③ EVAスポンジによるウェッジソール形成

次に、EVAスポンジブロックを靴型に合わせて削り出し、ウェッジ形状(かかとにかけて少し厚みがある形) に成形します。
オリジナルのソールより若干厚みを持たせることで、安定感を高めると同時に、長時間歩行でも疲れにくい仕様に仕上げています。
靴の曲がり位置(ボールジョイント部)を確認しながら、自然なロッカー形状に削り込みました。
④ アウトソールの取り付け

アウトソールには、ペダラ柄のゴム入りスポンジソール を採用。
ペダラ(ASICSのコンフォートライン)でも使用されている軽量ソールで、滑りにくく、摩耗にも強い素材です。
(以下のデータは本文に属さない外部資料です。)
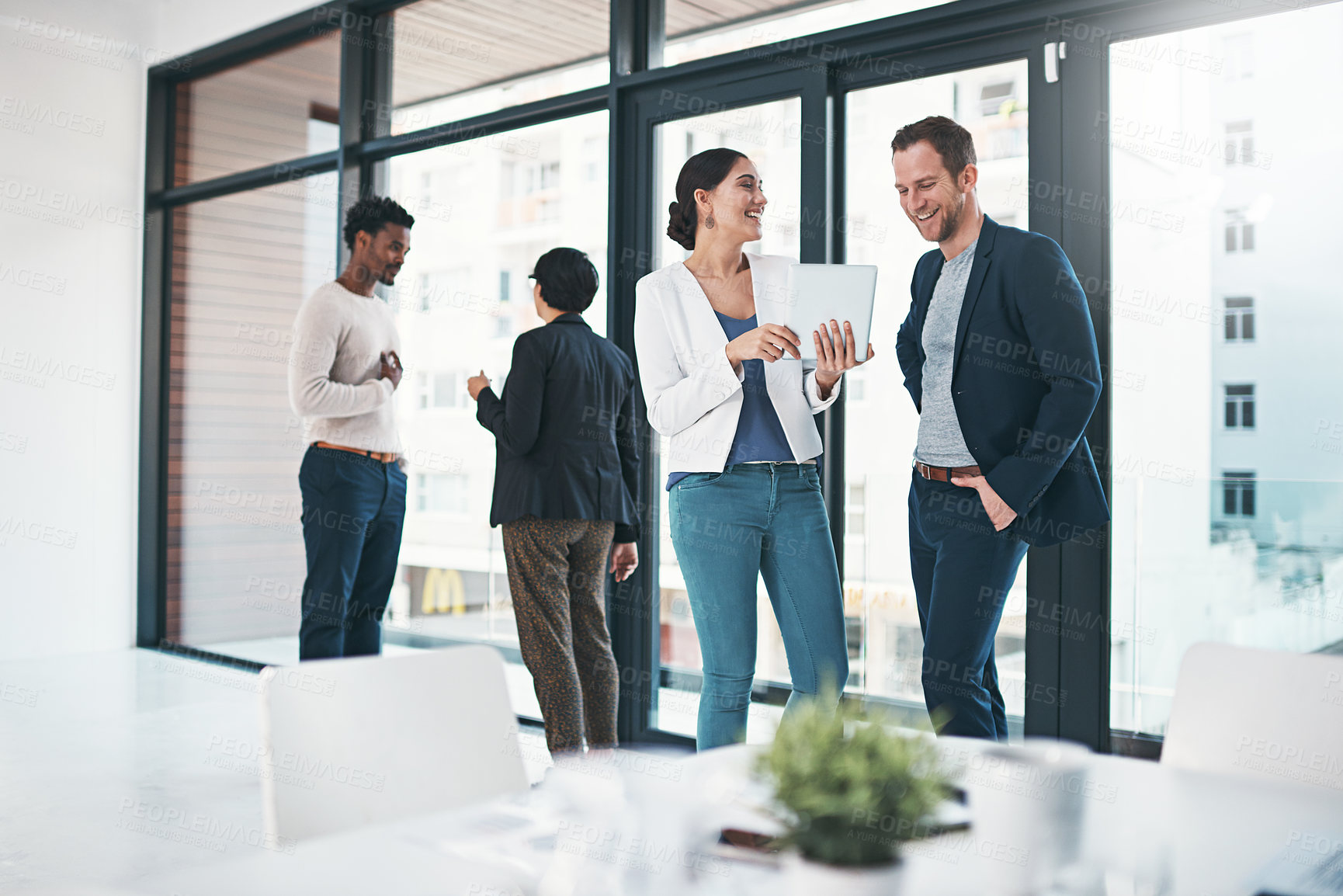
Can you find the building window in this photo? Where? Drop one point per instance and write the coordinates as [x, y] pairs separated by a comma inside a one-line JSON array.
[[855, 523], [1240, 408], [1240, 233], [543, 176], [1240, 318], [1240, 143], [995, 97], [1238, 493], [441, 492], [441, 390]]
このソールをEVAウェッジに貼り合わせ、全体を一体化させてから、縁を丁寧に整形します。
元のソールよりもやや厚手になりましたが、見た目のバランスは自然で、違和感なく仕上がりました。
⑤ マッケイ縫いによる補強
最後に、接着だけではなくマッケイ縫い(底縫い) で縫い付けを施します。
これはECCOのような柔らかいカジュアルシューズに適した製法で、
ソールと本体を直接縫い合わせることで、剥がれにくく、屈曲にも強い構造になります。
ステッチ糸は靴本体の色味に合わせて選び、縫い目が自然に馴染むよう仕上げました。
⑥ コバ磨きと仕上げ

全体の形を整えたら、コバ(側面)を丁寧に磨き、自然な光沢を出します。
仕上げに専用の撥水ワックスを薄く塗布し、完成です。
■ 仕上がりと履き心地

修理後のパンプスは、見た目はオリジナルの雰囲気を保ちつつ、より安定感のある一足に生まれ変わりました。
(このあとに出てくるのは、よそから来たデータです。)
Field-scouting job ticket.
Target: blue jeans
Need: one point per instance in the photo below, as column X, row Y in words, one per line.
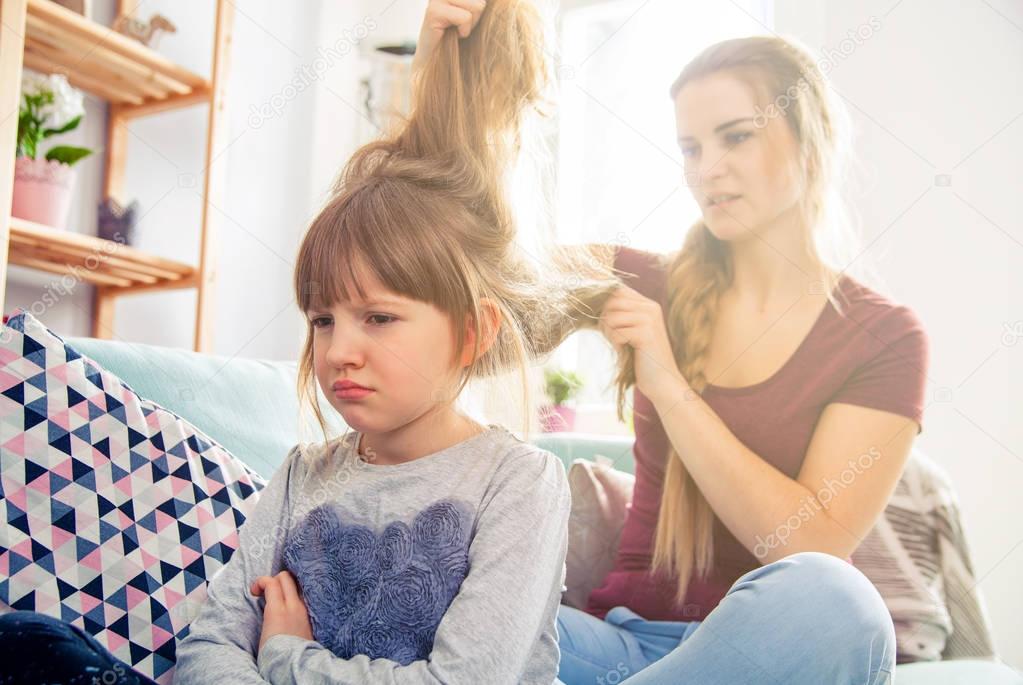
column 38, row 648
column 809, row 618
EVAスポンジによるウェッジソールは軽量ながらクッション性に富み、
踵からつま先への体重移動がスムーズになるよう設計しています。
ペダラ柄のアウトソールもグリップ性が高く、雨の日でも滑りにくくなっています。
H様からも
「履いた瞬間、前より安定感があって歩きやすいです」
と嬉しいご感想をいただきました。
■ 今後のメンテナンスについて
今回のようにEVA素材へ交換したソールは、加水分解の心配がほとんどなく、長期使用にも耐えられます。
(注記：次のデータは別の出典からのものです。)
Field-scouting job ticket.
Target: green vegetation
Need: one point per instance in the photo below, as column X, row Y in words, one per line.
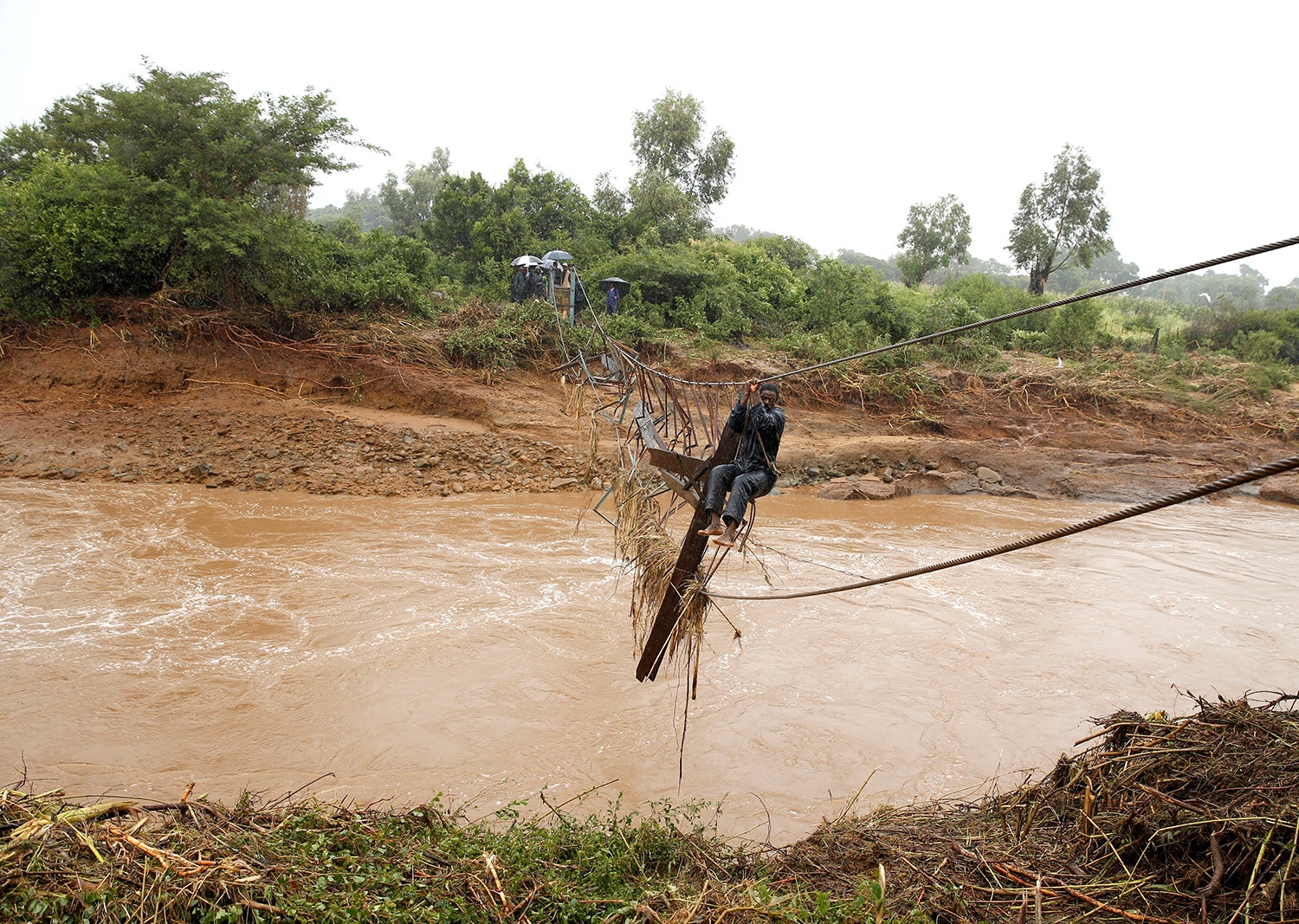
column 1060, row 223
column 178, row 191
column 935, row 236
column 200, row 863
column 1190, row 817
ただし、ソール表面の摩耗やヒール部分の削れが進んだ場合は、早めにハーフソール交換などの部分修理を行うと寿命がさらに延びます。
また、アッパーの革部分は柔らかい分、乾燥に弱いので、定期的に保革クリームでケアするのがおすすめです。
■ まとめ
ウレタンソールの加水分解は、どんなブランドでも避けられない経年劣化の一つですが、
適切な素材選びと施工によって、靴は再び快適に蘇らせることができます。
今回のように、EVAスポンジ+ペダラ柄ゴム入りソール の組み合わせは、
軽さ・柔らかさ・強度のバランスが良く、婦人靴のオールソール修理として非常におすすめの構成です。
ECCOのような「履き心地重視の靴」は、ただ見た目を直すだけでなく、
「歩いたときの感触」まで考えて修理することが重要です。
いずみ靴店では、その一足ごとに合わせた最適な素材と方法を選びながら、
大切な靴を長く履けるようサポートしています。